Published in the Richmond Times-Dispatch, May 24, 2009
During his recent trip to Europe, President Obama told a French audience that America would never have European-style health care. "We are going to work hard to make sure that we have a health care system that won't be identical to what you have in Europe," he said.
This is encouraging news.
Although many U.S. reformers praise the health systems of Britain, France, Switzerland, and other European nations, these systems are fraught with problems. They are burdened by cost overruns, and yet they still deny patients the latest care and the choices we take for granted.
In France, for example, the government now dictates which doctors and specialists a patient can see. And strict reimbursement schedules can penalize doctors for performing costly procedures, even when those procedures are clinically determined to be best for the patient. Consequently, many doctors are refusing to treat patients with certain illnesses.
Government efforts have done little to control costs. In 1996, the French government established health spending targets. That was the only year it met them. In every year since, the French health system has run a deficit.
THINGS AREN'T much better in neighboring Switzerland.
In response to soaring medical costs, Swiss officials started forcing hospitals and specialty units to close. Between 1998 and 2000, the number of hospital beds dropped by six percent nationally. Not surprisingly, patients have experienced diminished access to care and are routinely shuffled from one facility to another.
Alphonse Crespo, a Swiss surgeon and think tank researcher, traces his nation's shift from a focus on choice and quality care to emphasizing cost reduction to 1994, when his country adopted a compulsory insurance system.
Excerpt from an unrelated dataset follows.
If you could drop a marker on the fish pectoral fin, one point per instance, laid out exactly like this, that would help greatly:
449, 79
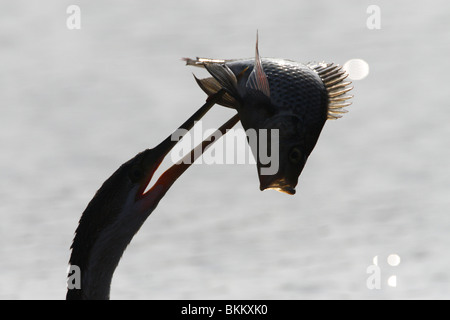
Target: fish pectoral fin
211, 86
The Swiss have since put severe restrictions on private health options. In 2002, the Swiss government placed a limit on private medical offices. Doctors are now prohibited from setting up new practices unless another doctor's office in the area closes. Although unpopular, this rule may be extended through 2011.
The British health care system is quite open about its willingness to sacrifice quality of care for cost savings.
In 1999, British lawmakers created the National Institute for Health and Clinical Excellence to analyze whether various medical devices and pharmaceuticals are effective enough to justify their price. NICE issues regular "comparative-effectiveness" studies, and the National Health Service (NHS), Britain's public insurance system, uses them to decide which treatments are worth covering.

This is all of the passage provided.